Grimald began composing moralizing condemnations of the Romanist clergy in 1549, which enabled him to obtain him a licence to preach in Eccles, near Manchester, from the reformist bishop of Lichfield, Richard Sampson, in 1552. His career took an unfortunate turn, however, when he was appointed chaplain to Nicholas Ridley, the bishop of Rochester, who subsequently became bishop of London. Ridley, one of the most-prominent Protestants in England, was party to the coronation of Lady Jane Grey and was rapidly imprisoned by Queen Mary. He was later executed with Hugh Latimer as one of the Oxford martyrs. Grimald was similarly imprisoned in the Bocardo jail in Oxford but was then transferred to the Marshalsea in London, where he recanted his faith and saved his life, earning himself the opprobrium of the Protestant community and engendering the suspicion that he had informed against his former friends.

Grimald’s early writings include two Latin tragedies, Christus redivivus (1541) and Archipropheta sive Johannes Baptista (1548), both printed in Cologne; the latter features a version of the story of Salome. He published some volumes of translation from classical Latin sources, some of which were commissioned by Ridley, including a volume of Cicero. His most widely read works, however, were the forty poems he contributed to Richard Tottel’s anthology of Songes and Sonettes (better known as Tottel’s Miscellany). These included “A Funeral Song upon the Decease of Annes, His Mother,” “The Death of Zoroas,” “Marcus Tullius Ciceroe’s Death,” and two early poems in blank verse that may show the influence of another of the anthology’s contributors, Henry Howard, earl of Surrey, who is usually considered the English pioneer of blank verse. The conventionally rhymed “A True Love” was reprinted in Sir Arthur Quiller-Couch’s Oxford Book of English Verse.
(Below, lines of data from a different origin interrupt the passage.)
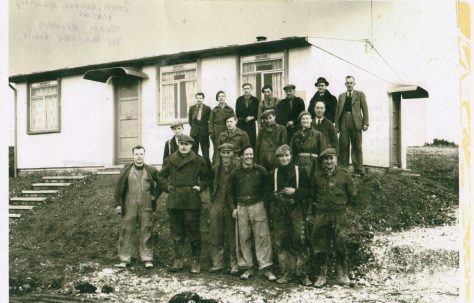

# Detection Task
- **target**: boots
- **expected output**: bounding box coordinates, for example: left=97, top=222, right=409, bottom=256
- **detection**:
left=314, top=265, right=328, bottom=288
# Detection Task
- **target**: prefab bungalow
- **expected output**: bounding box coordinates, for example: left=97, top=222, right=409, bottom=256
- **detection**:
left=10, top=37, right=428, bottom=172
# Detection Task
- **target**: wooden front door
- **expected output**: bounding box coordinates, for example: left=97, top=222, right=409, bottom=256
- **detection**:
left=114, top=79, right=141, bottom=164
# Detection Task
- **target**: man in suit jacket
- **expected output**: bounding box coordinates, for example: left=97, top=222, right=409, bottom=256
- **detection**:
left=188, top=92, right=211, bottom=166
left=308, top=77, right=337, bottom=123
left=312, top=101, right=339, bottom=150
left=235, top=83, right=258, bottom=148
left=336, top=76, right=369, bottom=175
left=276, top=84, right=305, bottom=144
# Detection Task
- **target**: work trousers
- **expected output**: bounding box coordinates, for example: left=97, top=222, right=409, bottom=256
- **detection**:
left=236, top=202, right=273, bottom=269
left=209, top=198, right=237, bottom=268
left=338, top=112, right=364, bottom=172
left=168, top=208, right=201, bottom=258
left=118, top=198, right=153, bottom=263
left=272, top=198, right=308, bottom=276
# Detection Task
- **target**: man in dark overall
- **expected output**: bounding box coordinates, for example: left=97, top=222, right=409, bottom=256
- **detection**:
left=159, top=135, right=209, bottom=273
left=114, top=145, right=161, bottom=268
left=235, top=83, right=259, bottom=148
left=209, top=143, right=239, bottom=275
left=255, top=109, right=288, bottom=171
left=307, top=147, right=357, bottom=287
left=188, top=92, right=211, bottom=165
left=269, top=144, right=311, bottom=286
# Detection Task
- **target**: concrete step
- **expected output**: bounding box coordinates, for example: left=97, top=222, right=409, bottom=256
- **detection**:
left=43, top=175, right=85, bottom=183
left=10, top=197, right=48, bottom=205
left=21, top=189, right=59, bottom=197
left=31, top=183, right=71, bottom=189
left=8, top=205, right=34, bottom=214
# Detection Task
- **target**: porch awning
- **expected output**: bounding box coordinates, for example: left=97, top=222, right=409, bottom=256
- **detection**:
left=84, top=67, right=148, bottom=83
left=388, top=85, right=429, bottom=99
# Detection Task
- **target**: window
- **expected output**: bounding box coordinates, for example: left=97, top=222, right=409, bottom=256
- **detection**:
left=158, top=63, right=197, bottom=123
left=240, top=53, right=284, bottom=100
left=28, top=80, right=60, bottom=134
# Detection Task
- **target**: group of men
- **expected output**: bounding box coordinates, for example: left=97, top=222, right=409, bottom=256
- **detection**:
left=115, top=76, right=368, bottom=287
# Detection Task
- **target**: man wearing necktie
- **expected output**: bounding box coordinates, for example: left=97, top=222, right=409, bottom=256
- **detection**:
left=188, top=92, right=211, bottom=166
left=335, top=76, right=369, bottom=175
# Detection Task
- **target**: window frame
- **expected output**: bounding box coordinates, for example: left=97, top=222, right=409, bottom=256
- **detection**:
left=156, top=61, right=200, bottom=126
left=26, top=78, right=61, bottom=135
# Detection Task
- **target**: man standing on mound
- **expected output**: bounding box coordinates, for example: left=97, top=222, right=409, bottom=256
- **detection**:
left=114, top=145, right=161, bottom=268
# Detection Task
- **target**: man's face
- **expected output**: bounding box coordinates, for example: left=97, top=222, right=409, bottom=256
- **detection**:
left=301, top=115, right=313, bottom=128
left=217, top=93, right=225, bottom=104
left=285, top=88, right=295, bottom=99
left=172, top=126, right=183, bottom=136
left=196, top=95, right=204, bottom=105
left=278, top=150, right=291, bottom=166
left=225, top=117, right=237, bottom=130
left=346, top=77, right=355, bottom=91
left=219, top=149, right=234, bottom=164
left=242, top=147, right=253, bottom=166
left=318, top=83, right=326, bottom=93
left=133, top=148, right=145, bottom=166
left=314, top=102, right=326, bottom=119
left=323, top=155, right=337, bottom=170
left=263, top=114, right=275, bottom=125
left=263, top=88, right=272, bottom=99
left=242, top=85, right=252, bottom=96
left=178, top=142, right=192, bottom=155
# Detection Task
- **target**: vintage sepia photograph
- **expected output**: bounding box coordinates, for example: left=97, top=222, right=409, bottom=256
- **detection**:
left=1, top=0, right=473, bottom=303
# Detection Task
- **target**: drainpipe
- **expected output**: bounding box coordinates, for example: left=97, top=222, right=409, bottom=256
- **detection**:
left=8, top=83, right=18, bottom=178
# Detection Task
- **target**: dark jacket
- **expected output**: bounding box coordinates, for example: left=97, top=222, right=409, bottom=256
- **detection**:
left=216, top=127, right=250, bottom=157
left=308, top=90, right=337, bottom=123
left=227, top=163, right=268, bottom=209
left=311, top=167, right=357, bottom=215
left=188, top=104, right=211, bottom=137
left=163, top=136, right=178, bottom=163
left=159, top=151, right=209, bottom=209
left=235, top=96, right=258, bottom=132
left=114, top=163, right=162, bottom=216
left=313, top=117, right=339, bottom=150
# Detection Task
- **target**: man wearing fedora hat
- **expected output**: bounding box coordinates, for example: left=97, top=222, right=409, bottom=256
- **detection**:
left=307, top=147, right=357, bottom=287
left=275, top=84, right=305, bottom=144
left=255, top=109, right=288, bottom=171
left=308, top=77, right=337, bottom=123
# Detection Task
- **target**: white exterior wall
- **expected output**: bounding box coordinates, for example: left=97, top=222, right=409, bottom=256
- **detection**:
left=17, top=75, right=113, bottom=169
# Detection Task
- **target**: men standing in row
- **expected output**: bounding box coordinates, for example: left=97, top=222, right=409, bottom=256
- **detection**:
left=235, top=83, right=259, bottom=148
left=335, top=76, right=369, bottom=175
left=308, top=148, right=357, bottom=287
left=228, top=147, right=276, bottom=281
left=188, top=92, right=211, bottom=165
left=114, top=145, right=161, bottom=268
left=209, top=143, right=239, bottom=275
left=159, top=135, right=209, bottom=273
left=255, top=109, right=288, bottom=170
left=276, top=84, right=305, bottom=144
left=308, top=77, right=337, bottom=123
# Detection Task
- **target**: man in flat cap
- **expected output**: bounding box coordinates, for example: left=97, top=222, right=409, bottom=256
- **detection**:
left=235, top=83, right=258, bottom=148
left=308, top=77, right=337, bottom=123
left=163, top=122, right=184, bottom=163
left=255, top=109, right=288, bottom=171
left=214, top=114, right=250, bottom=162
left=335, top=76, right=369, bottom=175
left=114, top=145, right=161, bottom=268
left=159, top=135, right=210, bottom=273
left=188, top=92, right=211, bottom=169
left=307, top=147, right=357, bottom=287
left=268, top=144, right=311, bottom=286
left=209, top=143, right=239, bottom=275
left=275, top=84, right=305, bottom=144
left=228, top=146, right=276, bottom=281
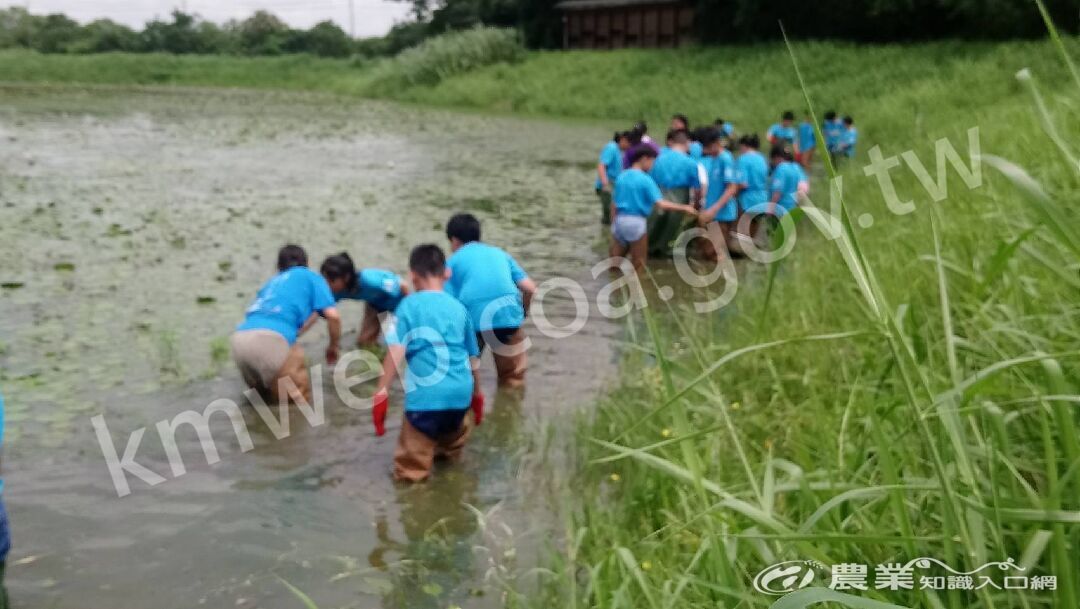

There is no evidence that Grimald was ever married, although there are references in his poetry to his love for “Carie Day” and “Mistress Damascene Awdley.” As a suspected informer of common stock he stood no chance of preferment when Elizabeth came to the throne in 1558, and he seems to have remained friendless thereafter. He dropped out of sight until an epitaph by Barnabe Googe was published in May of 1562; it implied that he had died earlier that year.